I respectfully dissent from the majority opinion. In affirming the trial court’s award of a directed verdict for appellee, the majority holds that Ms. Hagans’ testimony regarding the truck’s after-collision value was non-probative because the basis for her opinion that the truck was then worth $5,000 was not stated. The majority apparently overlooks Ms. Hagans’ testimony that her extensive comparison shopping prior to purchasing the truck familiarized her with the values of similar trucks in undamaged condition, and that on this basis she was of the opinion that in the year since the truck’s purchase it had depreciated from the $11,000 value represented by the purchase price to $9,000; and the further fact that the actual damages alleged in the complaint were in the amount of $4,066.13, with the insurer paying $3,900 in compensation.

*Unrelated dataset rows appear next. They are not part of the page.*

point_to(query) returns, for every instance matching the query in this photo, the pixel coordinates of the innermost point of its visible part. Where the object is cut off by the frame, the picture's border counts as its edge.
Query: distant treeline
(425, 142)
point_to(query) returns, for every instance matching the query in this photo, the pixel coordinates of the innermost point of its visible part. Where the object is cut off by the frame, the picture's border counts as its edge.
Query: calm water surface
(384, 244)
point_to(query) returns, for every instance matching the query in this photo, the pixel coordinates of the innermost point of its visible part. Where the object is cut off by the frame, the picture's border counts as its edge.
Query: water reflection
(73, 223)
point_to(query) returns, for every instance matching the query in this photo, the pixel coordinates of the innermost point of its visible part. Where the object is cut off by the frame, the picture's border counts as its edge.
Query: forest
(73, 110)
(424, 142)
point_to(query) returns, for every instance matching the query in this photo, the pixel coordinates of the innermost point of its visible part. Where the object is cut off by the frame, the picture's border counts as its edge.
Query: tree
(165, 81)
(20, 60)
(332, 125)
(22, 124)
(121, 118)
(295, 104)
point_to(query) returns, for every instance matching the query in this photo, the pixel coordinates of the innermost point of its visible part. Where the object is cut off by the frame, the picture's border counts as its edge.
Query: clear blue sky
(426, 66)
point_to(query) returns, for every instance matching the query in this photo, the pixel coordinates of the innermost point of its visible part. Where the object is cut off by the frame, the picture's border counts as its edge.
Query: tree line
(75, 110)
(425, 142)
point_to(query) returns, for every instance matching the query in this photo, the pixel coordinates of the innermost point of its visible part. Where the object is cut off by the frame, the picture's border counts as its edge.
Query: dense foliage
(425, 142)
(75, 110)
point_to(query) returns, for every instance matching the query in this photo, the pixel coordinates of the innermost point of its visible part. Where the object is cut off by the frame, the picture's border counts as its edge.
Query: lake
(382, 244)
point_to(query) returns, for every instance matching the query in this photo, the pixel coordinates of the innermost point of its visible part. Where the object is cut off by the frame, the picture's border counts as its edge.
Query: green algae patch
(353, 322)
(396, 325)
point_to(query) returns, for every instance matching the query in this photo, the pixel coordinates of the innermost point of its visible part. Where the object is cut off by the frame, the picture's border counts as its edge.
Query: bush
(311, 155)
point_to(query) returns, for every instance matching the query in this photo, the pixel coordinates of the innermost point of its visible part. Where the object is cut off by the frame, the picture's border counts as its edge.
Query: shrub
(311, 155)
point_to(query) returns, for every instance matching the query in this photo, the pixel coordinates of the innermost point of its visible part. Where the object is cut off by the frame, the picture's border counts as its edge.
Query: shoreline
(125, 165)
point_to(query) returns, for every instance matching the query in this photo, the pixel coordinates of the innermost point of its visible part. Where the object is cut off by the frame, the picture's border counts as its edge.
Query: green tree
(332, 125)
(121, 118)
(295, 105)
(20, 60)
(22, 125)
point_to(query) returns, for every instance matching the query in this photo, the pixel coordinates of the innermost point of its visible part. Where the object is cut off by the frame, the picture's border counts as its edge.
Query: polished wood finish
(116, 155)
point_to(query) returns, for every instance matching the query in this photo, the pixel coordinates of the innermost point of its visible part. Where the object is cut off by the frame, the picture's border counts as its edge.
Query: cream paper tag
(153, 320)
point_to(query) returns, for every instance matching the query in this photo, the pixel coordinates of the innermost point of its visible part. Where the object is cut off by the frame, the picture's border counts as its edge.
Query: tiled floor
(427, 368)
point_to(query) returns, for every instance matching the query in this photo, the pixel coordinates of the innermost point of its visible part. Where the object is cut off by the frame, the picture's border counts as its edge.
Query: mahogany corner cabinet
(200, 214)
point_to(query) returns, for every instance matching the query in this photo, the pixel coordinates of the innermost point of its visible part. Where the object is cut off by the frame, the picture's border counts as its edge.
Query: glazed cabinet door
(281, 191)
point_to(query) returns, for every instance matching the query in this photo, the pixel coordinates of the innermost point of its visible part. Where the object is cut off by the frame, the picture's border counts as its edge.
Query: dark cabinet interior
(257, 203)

It would seem obvious that Ms. Hagans arrived at the $5,000 figure by subtracting the approximately $4,000 in actual damages from the $9,000 value which, on the basis of her comparison-shopping experience, she had assigned to the truck after one year of depreciation but before it was damaged. This would seem sufficient to fulfill the requirements of Reed v. Piper, 145 Ga. App. 75 (243 SE2d 257) (1978) and Toney v. Johns, 153 Ga. App. 880 (267 SE2d 298) (1980), as well as those of OCGA § 24-9-66 (Code Ann. § 38-1709), and would provide the support (although not in tangible form) required by Nail v. Hiers, 116 Ga. App. 522 (157 SE2d 771) (1967). The jury could and should have been allowed to use this evidence in the light of their general knowledge and experience, which they possess in common with the rest of mankind, in their deliberation to a verdict.
For this reason, I respectfully dissent. I am authorized to state that Presiding Judge McMurray joins in this dissent.